Michael Landy, Lemon Meringue (2024) Photo: Ben Westoby

The artist Michael Landy has unveiled a new piece in East Bank—a cultural and education quarter at the heart of Queen Elizabeth Olympic Park in Stratford in east London—which brings a dying dialect back to life. Landy’s Lemon Meringue work, installed along the waterfront at East Bank, throws the spotlight on traditional and contemporary Cockney Rhyming slang in a series of large fluorescent signs.

Cockney slang, which sprung up in the mid 19th century, replaces words with rhyming terms or phrases; Landy’s signs feature “apples and pears” (stairs); “S Club Seven” (heaven) and “duck and dive” (hide). Landy grew up in Hackney in East London, telling The Art Newspaper: “I can't even remember the first time [I heard it]. My friend used it a lot so I think that's where I picked up on it.”

He adds in a statement: “Like slang for gangs and prisoners, or Polari in the queer community, Cockney Rhyming slang is a codified language that signifies belonging to a certain group or class, it’s about identity.” But the artist points out that, from his experience, a younger generation is largely unaware of the slang (international visitors may also be slightly confused by the seemingly random phrases on display).

Landy says: “Bringing it into the Stratford Waterfront environment, it feels almost like an excavation of the past on this new site. I like the idea that the signs are like archaeological artefacts or hieroglyphics, almost inscrutable, like a puzzle to be solved in the same way as the Rosetta Stone.”

The signs also mimic 1980s shop notices and use a font similar to tabloid headlines. “I’ve used the visual language of bargain basement sale signage in fluorescent star shapes that you would commonly see on market stalls and shops closing down—things that I am familiar with growing up in the East End in the 1970s and 1980s, and seeing the recession in the early 1990s. This visual language of sales and street trading is one that I’ve looked at various points over the years in my work, beginning with Closing Down Sale, an exhibition at Karsten Schubert’s gallery [in London] in 1992,” Landy says.

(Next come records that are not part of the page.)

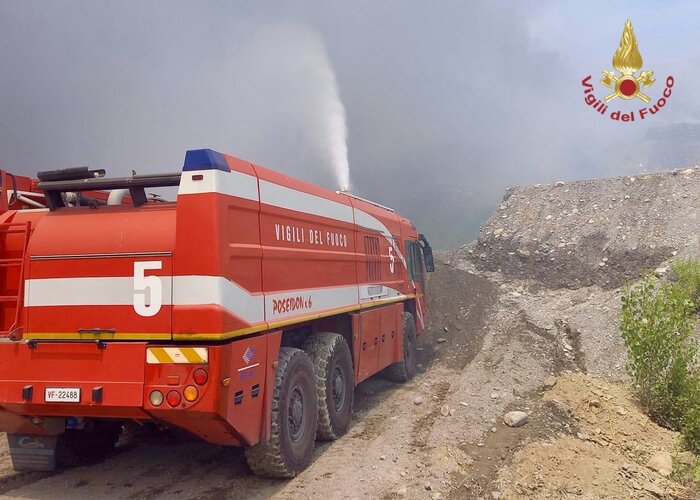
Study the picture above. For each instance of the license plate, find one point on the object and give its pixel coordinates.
(62, 395)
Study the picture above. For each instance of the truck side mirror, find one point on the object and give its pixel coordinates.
(428, 257)
(427, 254)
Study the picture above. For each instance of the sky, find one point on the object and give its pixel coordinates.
(447, 103)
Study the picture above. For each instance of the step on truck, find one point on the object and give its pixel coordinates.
(244, 312)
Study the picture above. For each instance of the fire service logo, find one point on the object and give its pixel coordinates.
(627, 82)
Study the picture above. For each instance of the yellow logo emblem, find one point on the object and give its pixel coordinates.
(627, 61)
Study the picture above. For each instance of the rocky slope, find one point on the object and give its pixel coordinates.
(596, 232)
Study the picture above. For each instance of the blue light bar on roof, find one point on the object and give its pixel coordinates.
(204, 159)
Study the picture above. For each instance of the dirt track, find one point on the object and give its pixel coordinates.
(387, 449)
(489, 347)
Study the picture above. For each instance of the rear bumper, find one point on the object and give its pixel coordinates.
(116, 379)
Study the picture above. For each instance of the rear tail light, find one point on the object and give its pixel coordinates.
(200, 376)
(173, 398)
(156, 398)
(191, 393)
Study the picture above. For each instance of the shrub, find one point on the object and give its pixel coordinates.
(657, 325)
(691, 428)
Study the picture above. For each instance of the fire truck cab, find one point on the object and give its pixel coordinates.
(243, 312)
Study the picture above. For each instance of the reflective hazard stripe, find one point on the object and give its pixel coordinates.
(179, 355)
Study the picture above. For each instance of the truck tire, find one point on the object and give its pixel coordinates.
(405, 370)
(294, 417)
(91, 444)
(335, 378)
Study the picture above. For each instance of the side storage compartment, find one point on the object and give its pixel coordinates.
(377, 340)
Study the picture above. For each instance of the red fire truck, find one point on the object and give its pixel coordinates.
(244, 312)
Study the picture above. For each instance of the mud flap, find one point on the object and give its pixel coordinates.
(32, 453)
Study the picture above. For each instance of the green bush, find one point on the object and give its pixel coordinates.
(657, 324)
(691, 428)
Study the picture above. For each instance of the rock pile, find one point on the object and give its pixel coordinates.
(601, 232)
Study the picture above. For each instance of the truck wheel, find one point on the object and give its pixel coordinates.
(294, 418)
(405, 370)
(88, 445)
(332, 361)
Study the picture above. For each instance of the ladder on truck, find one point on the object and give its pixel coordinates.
(12, 273)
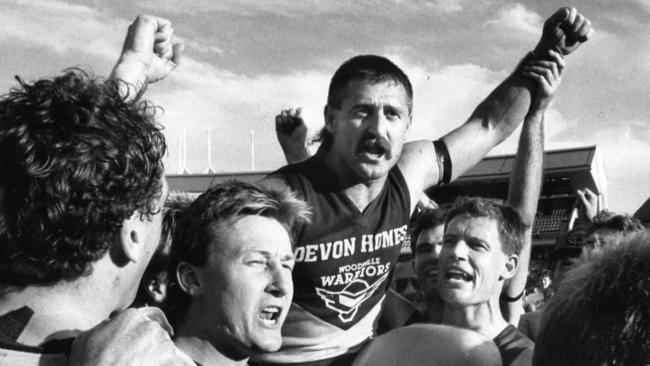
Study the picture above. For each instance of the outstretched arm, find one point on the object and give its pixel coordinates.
(526, 177)
(149, 54)
(589, 203)
(498, 115)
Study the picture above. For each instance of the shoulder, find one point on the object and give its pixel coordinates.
(412, 345)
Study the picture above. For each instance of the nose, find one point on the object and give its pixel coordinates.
(459, 250)
(378, 124)
(280, 283)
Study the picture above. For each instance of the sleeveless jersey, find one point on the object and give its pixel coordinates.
(343, 261)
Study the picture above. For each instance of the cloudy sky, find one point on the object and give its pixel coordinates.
(247, 59)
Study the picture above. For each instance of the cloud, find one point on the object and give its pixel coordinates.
(300, 9)
(60, 27)
(517, 21)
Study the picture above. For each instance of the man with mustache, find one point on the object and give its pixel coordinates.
(362, 183)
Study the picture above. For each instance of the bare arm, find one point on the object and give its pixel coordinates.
(526, 178)
(498, 115)
(149, 54)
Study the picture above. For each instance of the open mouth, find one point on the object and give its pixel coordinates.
(270, 315)
(458, 275)
(432, 273)
(373, 148)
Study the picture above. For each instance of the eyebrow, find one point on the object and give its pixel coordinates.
(266, 253)
(470, 237)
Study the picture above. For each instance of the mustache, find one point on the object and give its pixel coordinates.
(370, 140)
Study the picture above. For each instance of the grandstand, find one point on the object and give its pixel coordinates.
(564, 172)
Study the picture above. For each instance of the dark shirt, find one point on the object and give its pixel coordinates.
(515, 347)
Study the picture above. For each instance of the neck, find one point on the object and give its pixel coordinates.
(201, 351)
(485, 318)
(434, 307)
(359, 191)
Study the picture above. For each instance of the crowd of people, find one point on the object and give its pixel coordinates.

Landy’s piece inspired the Voices of East Bank project last year, a digital bank of 50 oral histories with words and voices of current residents across the four boroughs surrounding the Queen Elizabeth Olympic Park (Newham, Tower Hamlets, Hackney and Waltham Forest).

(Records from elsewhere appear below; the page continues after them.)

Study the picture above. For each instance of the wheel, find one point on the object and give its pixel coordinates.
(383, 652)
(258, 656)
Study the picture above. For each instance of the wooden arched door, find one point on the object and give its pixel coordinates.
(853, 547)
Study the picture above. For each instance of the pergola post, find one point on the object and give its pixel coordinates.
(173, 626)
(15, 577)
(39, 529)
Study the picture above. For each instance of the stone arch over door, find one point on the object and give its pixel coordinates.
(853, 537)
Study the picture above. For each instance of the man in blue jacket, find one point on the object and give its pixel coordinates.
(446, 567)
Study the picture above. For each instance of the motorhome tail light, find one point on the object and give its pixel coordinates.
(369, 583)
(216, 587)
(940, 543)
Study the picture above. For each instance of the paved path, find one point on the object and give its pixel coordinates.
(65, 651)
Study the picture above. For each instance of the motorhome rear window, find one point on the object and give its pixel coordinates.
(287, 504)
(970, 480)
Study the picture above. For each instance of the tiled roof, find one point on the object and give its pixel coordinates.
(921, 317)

Landy’s permanent work was commissioned by the London Legacy Development Corporation with East Bank for the Queen Elizabeth Olympic Park. East Bank comprises UCL East (University College London) and London College of Fashion, a branch of University of the Arts London, and Sadler’s Wells East which is due to open later this year. V&A East Museum and Storehouse and BBC Music Studios are scheduled to open on site next year.

Break Down (2001), Michael Landy’s dramatic performance work from over two decades ago, involved pulverising all his worldly possessions—from a Saab 900 car to a single tea bag—leaving nothing but the clothes he was standing in. This epic act of destruction took place in February 2001, in the former C&A department store on Oxford Street in London.